Emerging Market FX Trading: Liquidity Challenges

06.05.2014
Terry Flanagan

When trading emerging market currencies, the ability to extract pertinent information is extremely important, as liquidity in these currencies is usually much thinner than for the G10 currencies.

“The depth of the market in EM is not what it is in G10,” Chris Maxmin, head trader at Moon Capital, which manages about $1.5 billion, told Markets Media. “Sometimes the relationship is more important than the electronics. Liquidity not being there in a lot of these markets is why relationships are important. It’s good that you’re seeing more electronic trading, but some parts of the market are a crap shoot. You may get best execution on part of your order but not all of your order.”

Even within the G10 currencies, outside of euro and yen, information on liquidity may be lacking. “When you look at these markets that should be spot on in G10, they’re a little off,” said Maxmin. “Then extrapolate that to emerging markets. You can do euro, pound, yen all day long, but if somebody tries to put on a big emerging markets trade without any news, you will see a big move in Turkey or a big move in Iran.”

The renminbi (RMB), meanwhile, continues to grow as an international currency. United States’ RMB payments value increased by 327% between April 2013 and April 2014, placing the United States third in the world for RMB payments value, excluding China and Hong Kong, according to Swift’s RMB Tracker.

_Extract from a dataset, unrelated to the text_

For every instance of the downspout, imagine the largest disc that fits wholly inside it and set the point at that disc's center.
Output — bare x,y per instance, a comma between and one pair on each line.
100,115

RMB payments value in the United States to China/Hong Kong corridor grew 229% between April 2013 and April 2014 and accounted for 2.4% of all payments value as of April 30, 2014.

“The growing adoption of RMB payments in the United States to China/Hong Kong corridor is a significant milestone that further promotes the cross border use of the currency,” said Michael Moon, head of payments, Asia Pacific at Swift, in a statement.

Although the corridor remains dominated by the US dollar, data suggests that the United States is increasingly using the RMB to support its corporates that want to reach more suppliers in mainland China. “This is good news for the internationalization of the RMB as a world payments currency,” Moon said.

In general, the G10 currencies move slowly against one another unless there’s an economic event or some big news, such as the announcement by the European Central Bank that it’s cutting interest rates to negative 0.1%. The move has generated talk about a potential European version of the U.S. Federal Reserve’s quantitative easing.

“The ECB is incapable of boosting demand and this is especially true with the demanded reforms, a too high currency for most of Europe, and austerity budgets combine to suppress rather than support current demand,” said Steve Blitz, chief economist at agency broker ITG. “It was funny how [Draghi] does not see a deflation risk because he doesn’t see households delaying consumption plans. With euro-zone unemployment near 12% and 25% in Spain, households have no consumption plans.”

Essentially what the ECB initiatives do is transfer funds from bank balance sheets to nonfinancial balance sheets. “It does nothing to guarantee or ensure the capital borrowed essentially for free by nonfinancial firms is spent on expanding productive capacity or boosting inventories,” said Blitz. “Borrowing to spend requires a presumption, on the part of NFCs, of greater future demand for their product.”